Les prix restaient nettement orientés à la hausse avant le confinement. C’est l’enseignement du dernier baromètre LPI Seloger, qui a dévoilé les dernières tendances du marché immobilier avant le 17 mars. Et selon celui-ci, l’orientation des prix des appartements anciens restait particulièrement vive dans de nombreuses villes de plus de 100.000 habitants.
C’était ainsi le cas sur Villeurbanne, où la progression est la plus rapide, avec une progression des prix de 13.9% sur un an, à 4.383€ le m². « La demande qui auparavant aurait pu acheter dans Lyon se déplace vers Villeurbanne », note LPI Seloger. La dynamique des prix restait également forte sur Lyon, où les prix progressaient de 8.9 % à 5.205€ le m². Les niveaux constatés en faisaient la ville la plus chère hors Ile-de-France, loin devant Bordeaux (4.757€ le m²), où les prix étaient près de 9% moins élevés qu’à Lyon. A Nice (4.243€ le m²), ils étaient près de 19% inférieurs à Lyon.

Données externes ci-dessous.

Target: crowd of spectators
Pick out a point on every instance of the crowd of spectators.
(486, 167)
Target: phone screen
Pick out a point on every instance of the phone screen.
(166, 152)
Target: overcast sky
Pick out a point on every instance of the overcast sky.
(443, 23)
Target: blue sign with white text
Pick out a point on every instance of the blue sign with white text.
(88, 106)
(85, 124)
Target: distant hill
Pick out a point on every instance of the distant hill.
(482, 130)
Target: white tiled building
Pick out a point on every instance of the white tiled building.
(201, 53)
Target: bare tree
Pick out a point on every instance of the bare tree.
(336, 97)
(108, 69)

Les prix à Lyon supérieurs à ceux de Bordeaux et Nice
La baisse des prix se poursuit d’ailleurs sur Bordeaux, avec un repli de 1.3 % sur un an, en raison de niveaux qui ont provoqué la fermeture du marché. « Durant l’envol du marché bordelais, l’achat était devenu impossible pour les ménages modestes ; après la hausse, l’accès s’est aussi refermé pour les acheteurs aux revenus moyens. La demande s’est déplacée sur les villes environnantes (Mérignac, Pessac, …) où les prix sont de 25 % inférieurs à ceux de Bordeaux ». Ce constat se retrouve ailleurs, comme à Lille où la hausse reste modérée (+ 4.8 %) et les prix plus accessibles que dans la plupart des grandes métropoles.